Hailed as the French Riviera of the East, Pondicherry, or Puducherry as it is officially known, has a population of about seven lakh and attracts a million tourists—a tenth of them foreigners—every year. In January, it hosted filmmaker Ang Lee and his crew, who shot a part of the film Life of Pi here. Hardly a decadent holiday destination, there is a restrained romance about Pondicherry, and it stems at least in part from its French heritage. Fifty years have passed since France effectively gave up Pondicherry to the Union of India in a Treaty of Cession ratified on August 16, 1962. Today, people seek out a bygone era in its restored buildings and boulevards, its Indianised coq au vin and bouillabaisse.
"Jawaharlal Nehru, back in his day, wanted the city to be a window to France, but it was only about five years ago that the Pondicherry government realised the French touch was a unique proposition," says Claude Arpi, a French-born writer based in Auroville, a township on the fringes of Pondicherry, for over three decades. Established by philosopher Sri Aurobindo's French disciple Mirra Alfassa, "The Mother", in 1968, Auroville, part of Tamil Nadu's Villupuram district, was envisaged as an idealistic global community of 50,000 residents. Today, 3,000 people from 35 countries live here. Aurobindo himself spent the last 40 years of his life in Pondicherry, where his ashram has since grown in size and influence.

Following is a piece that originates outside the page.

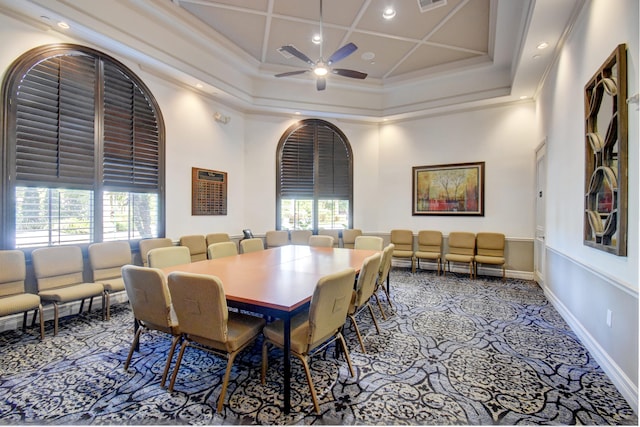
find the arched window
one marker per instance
(315, 178)
(83, 140)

For all its spiritual heritage, however, Pondicherry missed the freedom boat by years. Eight years after India and France entered into an agreement of cession in 1954, the former colony was finally absorbed into India, bundled along with three other unlikely French enclaves — Karaikal, Yanam and Mahe— into the Union Territory of Puducherry. The people of Pondicherry were offered a choice, the last of many choices during the town's intermittent history of French occupation through three centuries: to remain Indian or to become French nationals. Educated in French and lured by the promise of a European lifestyle, many welcomed this offer. A period of flux ensued, where most of the nouveau French moved to France and Indians from adjoining Tamil Nadu migrated to this curiously foreign town with well-developed infrastructure and educational institutions.